Mists of Everness is a 2005 fantasy novel by John C. Wright, a sequel to his novel Last Guardian of Everness. The novel continues the adventures of Raven, Wendy, Lemuel, Peter, and Galen as they save the world from the evil tyrant Morningstar (Satan, Lucifer), they must hand it over to the "good" tyrant Oberon. Mists of Everness gets its title from the mists that fog people's minds, making the magic world/dream world invisible and incorporeal to mortals.

This latest installment in the Chronicles of Everness includes new mythologies: that of the oldtime radio program, "The Shadow," and the three dark gods: Fate, Death, and War.
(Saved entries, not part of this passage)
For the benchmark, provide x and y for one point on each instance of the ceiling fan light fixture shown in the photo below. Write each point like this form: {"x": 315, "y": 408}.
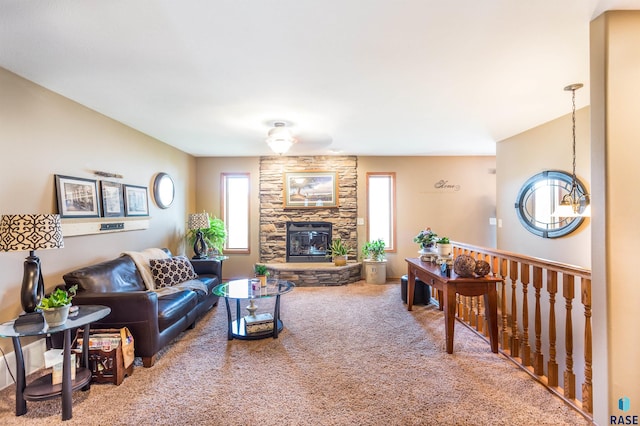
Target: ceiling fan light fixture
{"x": 280, "y": 139}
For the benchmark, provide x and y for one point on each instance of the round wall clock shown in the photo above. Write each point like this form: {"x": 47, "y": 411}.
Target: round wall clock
{"x": 163, "y": 190}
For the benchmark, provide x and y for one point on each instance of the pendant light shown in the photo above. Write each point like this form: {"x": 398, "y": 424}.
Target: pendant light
{"x": 576, "y": 202}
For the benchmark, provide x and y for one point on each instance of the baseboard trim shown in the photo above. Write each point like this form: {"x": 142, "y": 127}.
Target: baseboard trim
{"x": 33, "y": 361}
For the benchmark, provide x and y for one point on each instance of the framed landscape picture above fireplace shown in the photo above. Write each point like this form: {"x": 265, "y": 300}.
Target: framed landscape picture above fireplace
{"x": 310, "y": 189}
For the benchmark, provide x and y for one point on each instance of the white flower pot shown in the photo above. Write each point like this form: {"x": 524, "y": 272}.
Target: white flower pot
{"x": 445, "y": 250}
{"x": 55, "y": 317}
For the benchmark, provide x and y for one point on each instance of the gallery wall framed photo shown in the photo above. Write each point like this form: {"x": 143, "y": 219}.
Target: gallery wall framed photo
{"x": 112, "y": 199}
{"x": 136, "y": 200}
{"x": 77, "y": 197}
{"x": 315, "y": 189}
As in the previous novel, Wright blends classical, Norse, Judeo-Christian, Celtic, Hindu, Persian, and other mythologies into a riveting, though complicated, whole.

Likewise, as in the first novel, Wright contrasts European/Old World mythos with the American ideals of democracy, liberty, and justice. Also, while the books contain mythologies/legendary from around the world (including reference to Hindu beliefs, medieval Muslim knights, and Asian warriors), these books are first and foremost about dreams:

Basically, the world of dreams, aka "magic, myth, and monsters," is a world where the old gods of Europe, Asia, and Africa live on and coexist with the ideas/dreams/stories of J.R.R. Tolkien (with references to Tirion and Vinyamar, called Vindyamar in the book), H. P. Lovecraft, and E.R. Eddison, among others. The theme of the book is that dreams, although powerful and necessary for human sanity, are dangerous if brought into the real world.

What sets Mists of Everness apart from the first book is the depth to which the author goes in describing oneirotech: "Dream-science." With a little dream-power and the aid of the Silver Key, mortals are able to make dreams into matter. The psychology of dreams and the unconscious mind also play a deeper role. For example, one character explains how certain symbols/objects have more power in the dream realm because they are deeply ingrained in the collective unconscious (called "racial subconscious" in the book). Swords work better than guns because a sword has mythic properties about it, connotations that reach back into the psyche of every dreaming human. In other words, swords have a deeper psychological meaning for humans than guns, horses more than cars, etc.

== Possible sequel ==

The author has said that he has a number of ideas for a third book (tentatively called Gates of Everness), but As of 2008 hasn't announced any plans to write it in the immediate future.